Mutual fund and ETF investors on average paid lower fees in 2017 than ever before and saved around $4 billion in fund expenses compared to the previous year, according to a study of U.S. funds published by Morningstar.

Investors paid an average 0.52% expense to own mutual funds and exchange-traded funds in 2017, an 8% decline from 2016 when the average was 0.56%, according to Morningstar's annual fund fee study evaluating the cost of U.S. mutual funds and ETFs in its database of about 25,000 open-end funds.

The asset-weighted average expense ratio for active funds was 0.72% in 2017, down from 0.75% in 2016, and on the passive side, the asset-weighted average expense ratio was 0.15% in 2017, down from 0.16% in 2016.

Morningstar's report also states investors are gravitating toward the lowest-cost funds among passively managed offerings. Changes in fees charged by money managers, represented in the equal-weighted average expense ratio, was 0.30% in 2017, down from 0.31% in 2016. Because that decrease was smaller than the asset-weighted average decline of 7%, it indicates investors gravitating toward lower-cost passive funds, the report said.

Patricia Oey, senior manager research analyst for Morningstar and author of the report, said in a telephone interview that domestic equity is the primary driver of fee changes because domestic equity funds make up about 44% of the total fund market.

"We're continuing to see in active funds, U.S. equities have seen outflows for the past 10 years.
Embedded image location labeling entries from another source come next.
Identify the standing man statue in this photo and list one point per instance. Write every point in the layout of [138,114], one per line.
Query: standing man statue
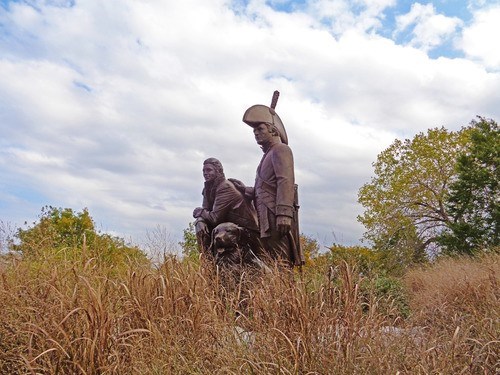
[275,192]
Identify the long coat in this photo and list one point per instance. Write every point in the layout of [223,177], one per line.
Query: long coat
[274,187]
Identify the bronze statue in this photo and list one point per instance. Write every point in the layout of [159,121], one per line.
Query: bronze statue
[275,192]
[226,224]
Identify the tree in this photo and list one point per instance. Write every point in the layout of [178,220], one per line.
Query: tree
[474,199]
[64,233]
[189,244]
[405,202]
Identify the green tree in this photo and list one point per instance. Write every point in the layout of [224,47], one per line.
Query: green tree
[405,202]
[63,233]
[189,245]
[474,199]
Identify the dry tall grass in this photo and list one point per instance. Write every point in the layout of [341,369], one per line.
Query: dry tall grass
[74,318]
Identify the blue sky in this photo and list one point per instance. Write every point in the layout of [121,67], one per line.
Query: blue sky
[114,105]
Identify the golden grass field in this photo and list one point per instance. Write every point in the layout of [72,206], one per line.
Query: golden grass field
[86,317]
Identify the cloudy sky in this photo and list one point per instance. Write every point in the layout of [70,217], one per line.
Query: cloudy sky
[113,105]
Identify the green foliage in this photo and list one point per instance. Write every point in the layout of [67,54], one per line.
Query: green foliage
[474,199]
[62,233]
[310,248]
[366,260]
[404,203]
[189,244]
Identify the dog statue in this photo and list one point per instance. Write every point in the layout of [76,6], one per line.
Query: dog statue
[231,246]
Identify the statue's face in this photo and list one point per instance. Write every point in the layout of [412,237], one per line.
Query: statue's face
[262,134]
[209,172]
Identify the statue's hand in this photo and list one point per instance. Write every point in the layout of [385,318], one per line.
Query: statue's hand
[240,186]
[283,224]
[201,227]
[197,212]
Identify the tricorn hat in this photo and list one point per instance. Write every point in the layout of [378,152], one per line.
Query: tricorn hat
[259,113]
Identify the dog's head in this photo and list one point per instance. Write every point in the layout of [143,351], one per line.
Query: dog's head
[226,235]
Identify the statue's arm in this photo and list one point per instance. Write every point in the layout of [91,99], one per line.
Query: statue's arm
[224,200]
[285,180]
[247,191]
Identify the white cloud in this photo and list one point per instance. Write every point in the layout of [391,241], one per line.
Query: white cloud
[114,105]
[429,29]
[480,39]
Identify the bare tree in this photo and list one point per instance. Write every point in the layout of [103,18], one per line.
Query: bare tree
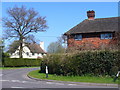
[21,22]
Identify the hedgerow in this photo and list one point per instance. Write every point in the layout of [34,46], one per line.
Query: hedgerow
[82,63]
[17,62]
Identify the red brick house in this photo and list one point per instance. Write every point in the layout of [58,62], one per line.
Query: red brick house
[93,33]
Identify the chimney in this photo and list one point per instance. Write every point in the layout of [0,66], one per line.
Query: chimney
[91,15]
[42,45]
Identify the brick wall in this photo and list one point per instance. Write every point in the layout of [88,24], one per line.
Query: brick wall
[92,41]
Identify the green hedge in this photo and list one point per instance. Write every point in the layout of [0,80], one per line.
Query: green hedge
[16,62]
[82,63]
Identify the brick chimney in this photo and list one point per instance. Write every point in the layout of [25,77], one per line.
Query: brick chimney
[91,15]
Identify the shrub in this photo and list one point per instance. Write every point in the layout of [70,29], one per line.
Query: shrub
[82,63]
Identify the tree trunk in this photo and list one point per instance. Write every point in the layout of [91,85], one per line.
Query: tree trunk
[21,48]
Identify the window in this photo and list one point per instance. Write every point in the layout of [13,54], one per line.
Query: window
[78,37]
[33,54]
[27,53]
[106,36]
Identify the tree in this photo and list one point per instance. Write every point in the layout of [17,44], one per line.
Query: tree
[21,22]
[13,46]
[56,47]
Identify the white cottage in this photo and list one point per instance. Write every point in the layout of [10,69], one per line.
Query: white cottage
[30,50]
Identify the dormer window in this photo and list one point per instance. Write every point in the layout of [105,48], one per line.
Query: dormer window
[78,37]
[106,36]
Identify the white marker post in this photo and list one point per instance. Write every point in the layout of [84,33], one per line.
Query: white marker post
[116,76]
[46,72]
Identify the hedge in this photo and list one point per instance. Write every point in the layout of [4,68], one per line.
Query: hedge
[17,62]
[82,63]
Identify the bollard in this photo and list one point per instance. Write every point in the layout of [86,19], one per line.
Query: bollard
[116,76]
[46,72]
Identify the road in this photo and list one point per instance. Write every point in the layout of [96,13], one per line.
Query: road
[17,78]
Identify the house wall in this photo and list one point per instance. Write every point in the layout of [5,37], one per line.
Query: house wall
[90,40]
[26,54]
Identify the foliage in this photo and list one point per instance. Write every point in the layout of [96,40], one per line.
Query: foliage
[5,55]
[13,46]
[82,63]
[17,62]
[87,78]
[56,47]
[21,22]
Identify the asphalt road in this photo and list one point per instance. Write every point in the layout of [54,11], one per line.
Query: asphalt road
[17,78]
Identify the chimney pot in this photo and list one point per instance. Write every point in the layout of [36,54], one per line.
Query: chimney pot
[91,15]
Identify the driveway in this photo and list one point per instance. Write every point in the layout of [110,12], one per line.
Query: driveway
[17,78]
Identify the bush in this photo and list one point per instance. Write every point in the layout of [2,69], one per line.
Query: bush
[82,63]
[17,62]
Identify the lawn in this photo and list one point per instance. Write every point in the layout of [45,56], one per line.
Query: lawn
[90,79]
[14,67]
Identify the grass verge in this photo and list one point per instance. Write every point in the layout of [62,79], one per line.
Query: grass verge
[14,67]
[89,79]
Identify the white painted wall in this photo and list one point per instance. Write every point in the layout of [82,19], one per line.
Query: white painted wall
[25,55]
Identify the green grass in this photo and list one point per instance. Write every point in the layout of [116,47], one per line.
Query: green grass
[14,67]
[89,79]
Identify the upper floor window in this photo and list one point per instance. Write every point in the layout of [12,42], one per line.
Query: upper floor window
[78,37]
[106,36]
[27,53]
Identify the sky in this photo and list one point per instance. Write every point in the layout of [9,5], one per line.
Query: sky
[62,16]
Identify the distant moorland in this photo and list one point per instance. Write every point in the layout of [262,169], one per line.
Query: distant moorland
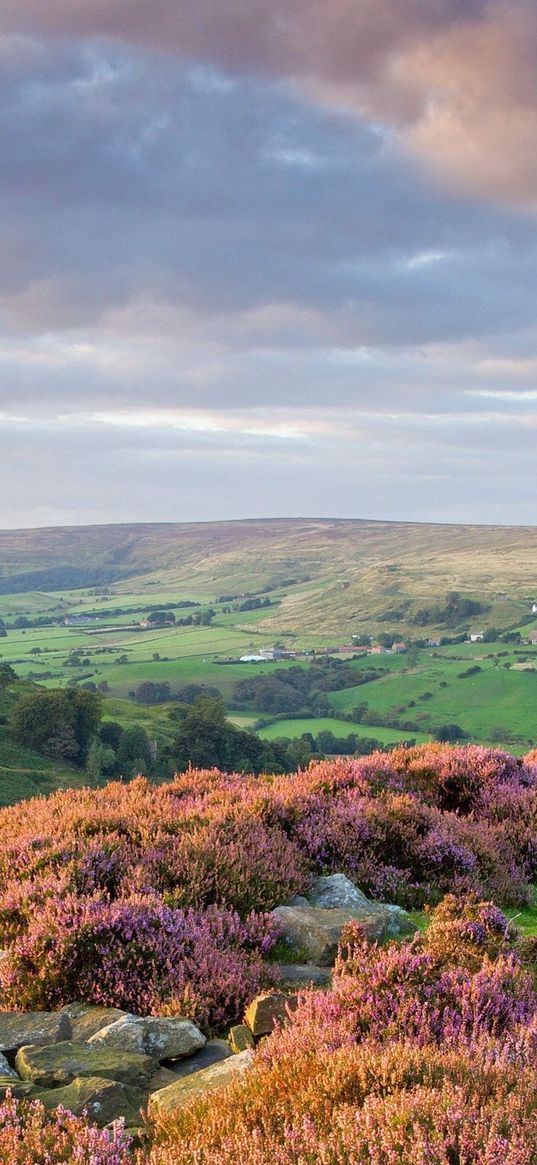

A lot of that has been redirecting to passive funds," Ms. Oey said, adding that within the passive funds universe, it has gotten "very, very competitive" as investors go to the cheapest funds. She also mentioned actively managed funds have seen lower fees in the past few years because they've reached "break points" due to excellent market returns. She said after a certain level has been reached in returns, there's a "little more decline in the fees charged by managers for active equities."

Regardless of active or passive status, the cheapest 20% of funds within their category groups saw net inflows of $949 billion in 2017, with passive funds getting about 70% of those inflows and active funds, about 30%. Among the rest of the funds, the most expensive 80%, funds saw net outflows of $251 billion.

Vanguard Group has the lowest asset-weighted average expense ratio at 0.1%, followed by State Street Global Advisors' SPDR ETFs at 0.16% and iShares at 0.25%. During the past three years, Vanguard's asset-weighted average fee declined a cumulative 25%, the most significant decline among the 10 largest fund providers. Vanguard was followed by iShares at 19% and Fidelity Investments at 14%.

The full report is available on Morningstar's website.